His other major client was the Gentleman’s outfitters, Austin Reed who opened a shop in Regents Street London in 1926. Through the advertising agency Pritchard Wood, Purvis was commissioned along with Kauffer and Fougasse to define the corporate sense of style. The consistency of his approach on all sizes of  poster, their legibility and visual proposition did not result in repetition. Many of his compositions for the wide range of clients he had attracted suggest a dynamic use of photography as an aid to composition. In fact several of his photographs appeared in exhibitions with no hint of their original purpose.  The exactitide of poses used in his posters suggests a sort of  Rotascoping (Max Fleischer’s device to trace figures for use in animation).

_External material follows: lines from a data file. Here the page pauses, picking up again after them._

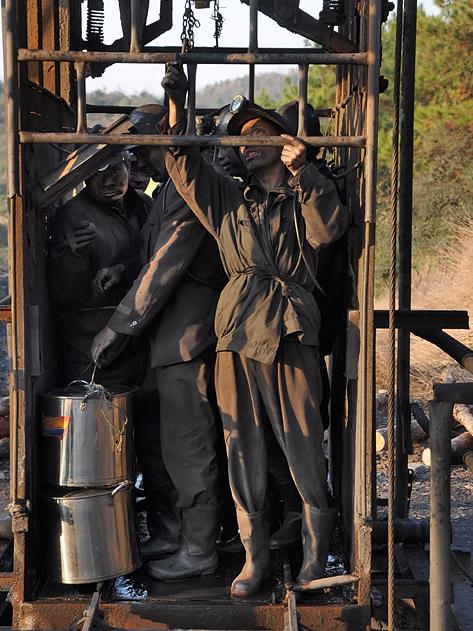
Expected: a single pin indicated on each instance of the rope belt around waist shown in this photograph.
(284, 281)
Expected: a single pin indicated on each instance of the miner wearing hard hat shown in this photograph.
(268, 229)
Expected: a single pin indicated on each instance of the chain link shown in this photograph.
(189, 22)
(219, 20)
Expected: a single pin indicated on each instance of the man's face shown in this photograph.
(259, 158)
(138, 180)
(151, 162)
(111, 184)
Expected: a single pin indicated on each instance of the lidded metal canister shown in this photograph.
(86, 436)
(91, 534)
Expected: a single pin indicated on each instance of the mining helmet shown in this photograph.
(149, 119)
(243, 110)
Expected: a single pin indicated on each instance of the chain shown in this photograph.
(189, 22)
(219, 20)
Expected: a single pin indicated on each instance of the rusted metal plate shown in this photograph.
(54, 614)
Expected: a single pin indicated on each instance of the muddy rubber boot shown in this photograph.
(289, 534)
(254, 537)
(165, 521)
(317, 528)
(196, 555)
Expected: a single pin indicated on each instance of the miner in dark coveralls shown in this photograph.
(268, 230)
(173, 300)
(94, 258)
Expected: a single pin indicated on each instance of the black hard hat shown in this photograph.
(243, 111)
(149, 119)
(290, 111)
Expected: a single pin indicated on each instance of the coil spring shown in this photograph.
(332, 12)
(95, 22)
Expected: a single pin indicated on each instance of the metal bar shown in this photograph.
(181, 141)
(191, 77)
(81, 98)
(440, 527)
(253, 43)
(363, 473)
(406, 160)
(93, 108)
(217, 57)
(303, 88)
(251, 83)
(327, 582)
(458, 351)
(135, 26)
(454, 392)
(10, 88)
(424, 319)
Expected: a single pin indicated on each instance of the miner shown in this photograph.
(94, 258)
(173, 302)
(268, 230)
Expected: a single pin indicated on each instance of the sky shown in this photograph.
(133, 78)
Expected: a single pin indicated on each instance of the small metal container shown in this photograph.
(86, 437)
(91, 535)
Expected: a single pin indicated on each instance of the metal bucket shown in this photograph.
(90, 534)
(87, 438)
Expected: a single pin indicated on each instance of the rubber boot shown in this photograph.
(196, 555)
(164, 520)
(317, 528)
(289, 532)
(254, 536)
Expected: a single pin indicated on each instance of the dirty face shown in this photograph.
(111, 184)
(151, 162)
(138, 180)
(260, 158)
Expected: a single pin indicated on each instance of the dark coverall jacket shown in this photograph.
(174, 299)
(267, 321)
(80, 313)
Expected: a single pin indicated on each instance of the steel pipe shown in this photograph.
(10, 89)
(440, 527)
(406, 162)
(182, 141)
(135, 26)
(191, 78)
(308, 57)
(303, 88)
(81, 98)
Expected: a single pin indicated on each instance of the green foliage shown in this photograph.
(443, 172)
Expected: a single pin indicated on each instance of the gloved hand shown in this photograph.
(106, 278)
(81, 236)
(102, 341)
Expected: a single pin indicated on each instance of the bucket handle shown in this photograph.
(120, 487)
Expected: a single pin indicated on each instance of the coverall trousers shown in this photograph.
(287, 393)
(187, 431)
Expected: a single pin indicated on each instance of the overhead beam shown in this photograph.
(289, 16)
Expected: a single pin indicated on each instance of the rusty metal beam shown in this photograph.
(297, 21)
(306, 56)
(423, 319)
(180, 141)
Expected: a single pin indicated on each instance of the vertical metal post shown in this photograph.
(365, 400)
(10, 88)
(135, 26)
(440, 528)
(303, 87)
(403, 438)
(81, 97)
(253, 46)
(191, 77)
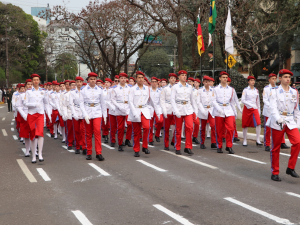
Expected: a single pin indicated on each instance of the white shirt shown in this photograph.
(223, 101)
(93, 104)
(119, 98)
(284, 105)
(182, 100)
(165, 100)
(250, 98)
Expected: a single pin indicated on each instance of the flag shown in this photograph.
(200, 43)
(228, 34)
(212, 17)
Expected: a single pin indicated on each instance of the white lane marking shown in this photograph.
(107, 146)
(260, 212)
(252, 160)
(184, 143)
(101, 171)
(148, 145)
(152, 166)
(4, 132)
(81, 217)
(287, 155)
(26, 171)
(192, 160)
(175, 216)
(293, 194)
(43, 174)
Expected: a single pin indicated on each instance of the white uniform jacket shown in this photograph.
(138, 103)
(93, 104)
(165, 100)
(284, 105)
(182, 100)
(250, 98)
(224, 100)
(119, 98)
(205, 102)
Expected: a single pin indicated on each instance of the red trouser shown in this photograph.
(158, 125)
(36, 124)
(211, 121)
(294, 138)
(188, 120)
(137, 129)
(121, 128)
(228, 122)
(267, 133)
(83, 135)
(94, 128)
(196, 122)
(167, 123)
(105, 127)
(113, 128)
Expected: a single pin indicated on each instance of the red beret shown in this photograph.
(92, 74)
(250, 77)
(35, 75)
(79, 78)
(172, 75)
(285, 71)
(140, 73)
(182, 72)
(109, 80)
(123, 75)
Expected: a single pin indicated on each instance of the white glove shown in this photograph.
(87, 119)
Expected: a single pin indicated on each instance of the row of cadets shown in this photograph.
(224, 112)
(119, 98)
(167, 109)
(75, 99)
(93, 109)
(267, 113)
(183, 104)
(35, 99)
(205, 104)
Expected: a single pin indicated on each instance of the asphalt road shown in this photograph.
(160, 188)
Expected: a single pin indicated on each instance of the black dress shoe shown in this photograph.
(157, 139)
(219, 150)
(292, 172)
(229, 150)
(100, 157)
(127, 142)
(77, 151)
(195, 140)
(213, 145)
(236, 139)
(188, 151)
(284, 146)
(178, 152)
(202, 147)
(146, 151)
(275, 178)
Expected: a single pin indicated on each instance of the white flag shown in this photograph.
(228, 34)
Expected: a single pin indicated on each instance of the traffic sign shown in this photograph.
(231, 61)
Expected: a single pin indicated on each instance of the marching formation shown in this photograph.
(179, 108)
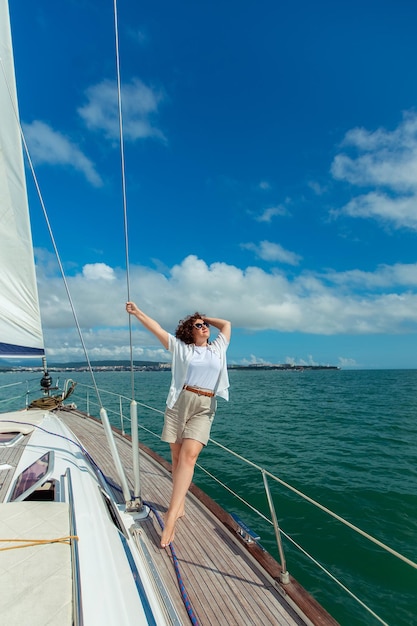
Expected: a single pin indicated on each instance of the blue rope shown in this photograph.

By 1935 he was sufficiently interested in the medium to lend his efforts and part of his name to the Purmayo Camera with A.J.Mayo   In 1936 he was one of the first 36 Royal Designers of Industry and had been one of the founders of the Society of Industrial Designers for Industry in 1930.

During the second world war he was an official artist attached to the Ministry of Supply  returning from his studies pitted and black from drawing factory work. Factory Interior and  Women Munitions Workers are in the collection of Glasgow Museums. Mention is made of paintings he made at the Rolls Royce factories. Where other recognised artists were entrusted with posters for morale, or for Health and Safety, there seems to have been no role for Purvis as a maker of public images.  

I have a strong feeling that his generation of Poster artists looked positively arthritic after the end of the War, associated with a pastoral charm, and high standards of drawing (Fred Taylor, etc) while the artists who set the agenda on the hoardings had developed their own English modernism, supported by distinguished exiles who had decided to work extensively in the UK. Purvis turned to portraiture as others before him had done, and being a devout Roman Catholic, to religious oil paintings.

A decent selection of his Railway work is preserved at the Railway Museum in York, and examples of his work sellat auction for thousands. A sale of his work for Austin Reed’s gave us a privileged glimpse of the range of imagery for all aspects of advertising, tempering the experience of only seeing what are increasingly called ‘Masterworks’.  . “ Onslows are pleased to announce the sale by auction of the Austin Reed collection of posters and original designs by the 1930's  British designer Tom Purvis on view at the Design Centre, Chelsea Harbour, London SW10 on Tuesday 31st March 2009 between 2.00pm and 6.00pm and auctioned live on the internet through Liveauctioneers.com at our Dorset office on Thursday 2nd April at 3.00pm.

The collection number some twenty designs were for many years displayed in the firm’s flagship store in London’s Regents Street. Saleroom estimates range from £700 for an original design to £5000 for the finest posters. They will be sold together with two hundred lots of other Vintage posters.”

Much was achieved by John Hewitt’s book, The Commercial Art of Tom Purvis 32 pp. 23 illustrations, 12 in colour. The Department of History of Art and Design, The Manchester Metropolitan University, 1996, but was restricted by the brevity of the text. Purvis himself wrote   ‘Plain Speaking to Poster Buyers – By Tom Purvis; in New Book’, Advertising World, October 1939, pp.23-24, and he contributed an introduction to Poster Progress, The Studio 1937. His war work is mentioned in Anonymous, ‘Tom Purvis is Painting in Scotland’, Advertiser’s Weekly, July 17 1941, p.58

His contemporary Bert Thomas wrote,   "His posters were the finest that ever appeared on the hoardings. They were real posters, not just showcards enlarged as most posters were in those days. One could take them in at a glance while passing on a bus, which is the test of a good poster".

The last words are his, " I loathe the word artist. Personally I am proud of being called a Master Craftsman."